As for the original question, from experience (having known several homo- or bisexual people) it seems to be a psychological issue (although I couldn't form a valid generalization based on that, since I'm merely stating a correlation I've noticed and don't have a full understanding of the causal relationship involved).

Gay people I've known often explicitly cite some issue from their childhood or something like that as the root of their attraction to people of the same sex. For instance, if a man felt unloved by his father as a child, he may turn to men who remind them of their father in some way as sexual partners as an adult, as a way to (over-) compensate for the lack of paternal love. (This particular phenomenon can also occur heterosexually--e.g., a woman who felt unloved by her father as a child may as an adult prefer sexual partners who remind her of her father.)

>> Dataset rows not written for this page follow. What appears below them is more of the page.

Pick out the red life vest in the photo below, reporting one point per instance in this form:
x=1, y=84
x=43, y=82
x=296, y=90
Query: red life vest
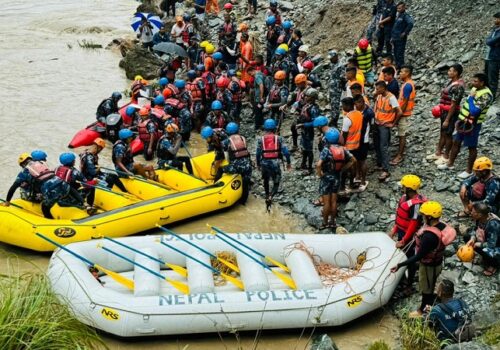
x=64, y=173
x=403, y=212
x=445, y=237
x=338, y=154
x=270, y=146
x=39, y=170
x=238, y=145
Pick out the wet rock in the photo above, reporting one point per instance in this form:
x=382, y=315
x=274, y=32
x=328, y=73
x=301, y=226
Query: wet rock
x=141, y=61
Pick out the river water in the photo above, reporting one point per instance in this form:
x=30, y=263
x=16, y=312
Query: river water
x=50, y=89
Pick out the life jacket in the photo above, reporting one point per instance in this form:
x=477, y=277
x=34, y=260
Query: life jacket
x=270, y=146
x=411, y=100
x=383, y=111
x=354, y=134
x=64, y=173
x=144, y=134
x=464, y=112
x=445, y=93
x=238, y=145
x=39, y=170
x=445, y=237
x=364, y=58
x=403, y=211
x=195, y=90
x=338, y=154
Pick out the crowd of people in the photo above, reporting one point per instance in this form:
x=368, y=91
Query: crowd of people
x=206, y=93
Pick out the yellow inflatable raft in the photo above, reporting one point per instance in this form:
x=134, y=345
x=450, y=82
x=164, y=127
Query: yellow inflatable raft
x=176, y=196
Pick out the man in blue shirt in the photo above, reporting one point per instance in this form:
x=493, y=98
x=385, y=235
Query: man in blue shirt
x=399, y=35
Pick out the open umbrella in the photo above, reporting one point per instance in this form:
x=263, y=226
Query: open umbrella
x=170, y=49
x=153, y=19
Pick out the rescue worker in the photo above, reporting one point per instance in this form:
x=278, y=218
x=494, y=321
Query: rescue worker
x=337, y=82
x=483, y=186
x=239, y=159
x=449, y=108
x=333, y=161
x=406, y=101
x=215, y=138
x=309, y=111
x=278, y=96
x=431, y=241
x=108, y=106
x=365, y=56
x=148, y=133
x=408, y=222
x=486, y=237
x=271, y=149
x=472, y=115
x=196, y=86
x=168, y=147
x=386, y=111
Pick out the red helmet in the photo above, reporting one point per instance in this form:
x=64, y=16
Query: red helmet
x=363, y=43
x=308, y=65
x=436, y=111
x=222, y=82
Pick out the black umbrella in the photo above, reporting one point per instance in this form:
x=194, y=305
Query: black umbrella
x=170, y=49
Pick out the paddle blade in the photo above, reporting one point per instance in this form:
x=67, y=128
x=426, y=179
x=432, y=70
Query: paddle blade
x=117, y=277
x=229, y=264
x=233, y=280
x=277, y=263
x=181, y=287
x=286, y=280
x=178, y=269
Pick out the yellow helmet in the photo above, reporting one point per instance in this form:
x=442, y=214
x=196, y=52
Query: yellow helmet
x=411, y=181
x=465, y=253
x=483, y=163
x=432, y=209
x=23, y=157
x=284, y=47
x=209, y=48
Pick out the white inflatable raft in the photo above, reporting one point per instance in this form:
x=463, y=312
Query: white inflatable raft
x=154, y=307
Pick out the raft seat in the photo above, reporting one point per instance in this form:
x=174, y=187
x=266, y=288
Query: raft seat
x=302, y=270
x=253, y=275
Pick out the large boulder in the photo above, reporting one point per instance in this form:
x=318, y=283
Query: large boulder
x=141, y=61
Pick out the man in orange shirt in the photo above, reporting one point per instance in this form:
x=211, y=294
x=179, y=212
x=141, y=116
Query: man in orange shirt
x=406, y=103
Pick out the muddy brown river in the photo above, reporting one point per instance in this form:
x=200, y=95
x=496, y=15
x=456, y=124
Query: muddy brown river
x=50, y=89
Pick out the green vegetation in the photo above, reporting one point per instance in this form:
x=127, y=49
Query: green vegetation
x=31, y=317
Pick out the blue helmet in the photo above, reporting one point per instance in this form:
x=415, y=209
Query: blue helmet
x=180, y=84
x=163, y=82
x=67, y=158
x=116, y=95
x=332, y=136
x=38, y=155
x=287, y=25
x=130, y=111
x=320, y=121
x=159, y=100
x=124, y=134
x=217, y=56
x=269, y=125
x=216, y=105
x=232, y=128
x=280, y=51
x=207, y=132
x=271, y=20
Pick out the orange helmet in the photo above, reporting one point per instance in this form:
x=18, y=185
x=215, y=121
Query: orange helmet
x=300, y=78
x=280, y=75
x=100, y=142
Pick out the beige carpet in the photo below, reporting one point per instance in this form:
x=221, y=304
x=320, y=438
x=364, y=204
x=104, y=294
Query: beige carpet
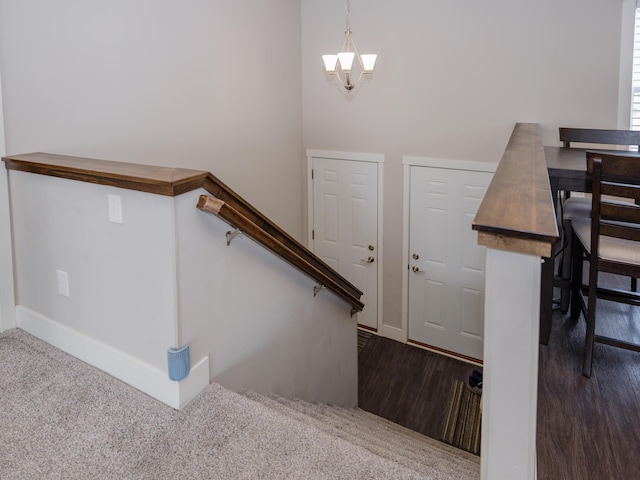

I don't mean to psychologize; I'm simply observing that I've seen this occur several times, and often the person has explicitly identified this as the cause of their behavior. When this is the case, it is a psychological issue, and could perhaps be "fixed" by dealing with it rationally (e.g., realizing that one doesn't really need paternal love, and that one can't really substitute sexual relationships with other people for it). As it is behavior based on irrational premises, I would classify it as immoral. But so long as it is between consenting adults, it is certainly not as immoral as are many other things (which involve the violation of others rights, or are more self-destructive).

This whole discussion brings up another interesting question, namely the flip-side: How is heterosexuality "justified"? Is it biologically determined? I think this is a deeper question, and the answers to discussions about homosexuality will ultimately depend on the status of heterosexuality. Looking at it this way might lead to some answers, then.

These are just some thoughts. I do not claim to have any knowledge regarding the proper answers to these questions.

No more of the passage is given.